Stopwords and word frequency¶
Let's count the frequency of the words in the Wikipedia Earth page
We use the same function to download content from wikipedia
import requests
def wikipedia_page(title):
'''
This function returns the raw text of a wikipedia page
given a wikipedia page title
'''
params = {
'action': 'query',
'format': 'json', # request json formatted content
'titles': title, # title of the wikipedia page
'prop': 'extracts',
'explaintext': True
}
# send a request to the wikipedia api
response = requests.get(
'https://en.wikipedia.org/w/api.php',
params= params
).json()
# Parse the result
page = next(iter(response['query']['pages'].values()))
# return the page content
if 'extract' in page.keys():
return page['extract']
else:
return "Page not found"
text = wikipedia_page('Earth').lower()
Next, we count the number of times each word is present in the text.
First we split the text over whitespaces and then use the Counter class to find the 20 most common words.
from collections import Counter
# we transform the text into a list of words
# by splitting over the space character ' '
word_list = text.split(' ')
# and count the words
word_counts = Counter(word_list)
word_counts.most_common(20)
Let's remove the stopwords¶
We define a list of stopwords, frequent words that are mostly meaningless and remove them from the text.
# transform the text into a list of words
words_list = text.split(' ')
# define the list of words you want to remove from the text
stopwords = ['the', 'of', 'and', 'is','to','in','a','from','by','that', 'with', 'this', 'as', 'an', 'are','its', 'at', 'for']
# use a python list comprehension to remove the stopwords from words_list
words_without_stopwords = [ word for word in words_list if word not in stopwords ]
We get a very different list of frequent words. Much more relevant to the text.
Counter(words_without_stopwords).most_common(20)
We can generate a wordcloud on the text with the stopwords removed
from wordcloud import WordCloud
# Instantiate a new wordcloud.
wordcloud = WordCloud(
random_state = 8,
normalize_plurals = False,
width = 600,
height= 300,
max_words = 300,
stopwords = [])
# Transform the list of words back into a string
text_without_stopwords = ' '.join(words_without_stopwords)
# Apply the wordcloud to the text.
wordcloud.generate(text_without_stopwords)
# And plot
import matplotlib.pyplot as plt
fig, ax = plt.subplots(1,1, figsize = (9,6))
plt.imshow(wordcloud, interpolation='bilinear')
plt.axis("off")
WordCloud stopwords¶
Wordcloud comes with its own predefined list of stopwords
print(f"Wordcloud has {len(WordCloud().stopwords)} stopwords:")
print()
print(list(WordCloud().stopwords))
More exhaustive lists of stopwords¶
You don't need to use default lists of stopwords.
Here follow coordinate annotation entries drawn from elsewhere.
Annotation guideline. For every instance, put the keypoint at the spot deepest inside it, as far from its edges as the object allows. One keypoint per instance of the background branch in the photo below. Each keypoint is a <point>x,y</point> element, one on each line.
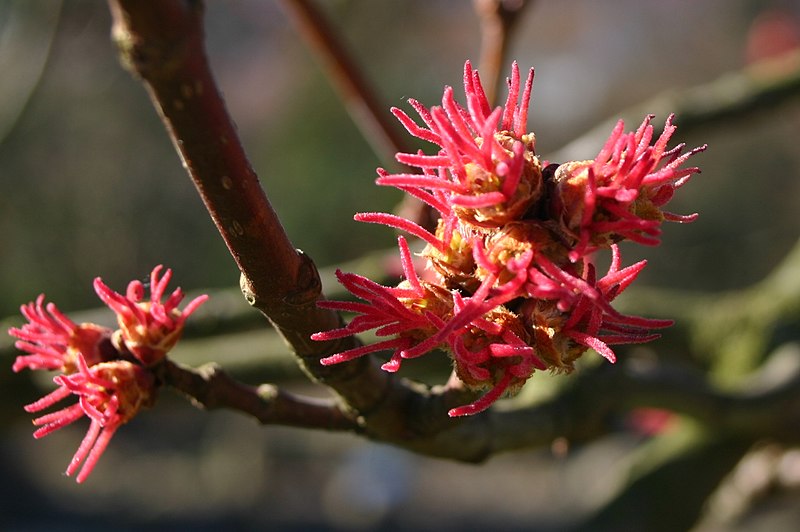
<point>359,97</point>
<point>497,19</point>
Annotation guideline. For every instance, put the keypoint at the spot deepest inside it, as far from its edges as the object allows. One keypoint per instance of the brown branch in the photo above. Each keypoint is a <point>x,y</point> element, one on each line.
<point>162,43</point>
<point>497,20</point>
<point>210,387</point>
<point>734,96</point>
<point>359,97</point>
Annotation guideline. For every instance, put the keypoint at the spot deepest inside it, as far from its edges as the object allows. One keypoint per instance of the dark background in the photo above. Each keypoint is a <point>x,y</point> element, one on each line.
<point>90,185</point>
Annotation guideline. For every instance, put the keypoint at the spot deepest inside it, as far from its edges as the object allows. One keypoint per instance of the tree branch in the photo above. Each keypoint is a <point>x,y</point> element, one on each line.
<point>359,97</point>
<point>210,387</point>
<point>497,19</point>
<point>733,96</point>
There a couple of github repos that offer much more exhaustive lists.
For instance
- https://github.com/Alir3z4/stop-words has stopwords in several languages
- https://github.com/igorbrigadir/stopwords lists several sources of stopwords.
Zipf's law¶
Looking at the frequency of words from the original text we notice a pattern.
The frequency of the nth word is roughly proportional to 1/n. The most frequent word will occur approximately twice as often as the second most frequent word, three times as often as the third most frequent word, etc.
Let's calculate the observed relative frequency of a token:
occurence of the token / occurence of "the"
where "the" is the most common token
and compare it to the inverse of the rank of the token
import numpy as np
text = wikipedia_page('Earth').lower()
word_list = text.split(' ')
word_counts = Counter(word_list).most_common(10)
maxfreq = word_counts[0][1]
print(f" rank word observed frequency ~= Zipf frequency")
for i in range(10):
# print(f"{i+1}) {word_counts[i][0]} \tfreq: {word_counts[i][1] / word_counts[0][1]} ~= {1/(i+1)}")
print(f"{i+1:4}) {word_counts[i][0]:10} freq: {np.round(word_counts[i][1] / word_counts[0][1],2):5} ~= {np.round(1/(i+1),2)}")
Zipf's law is an empirical law observed in multiple domains. The wikipedia article explains it all.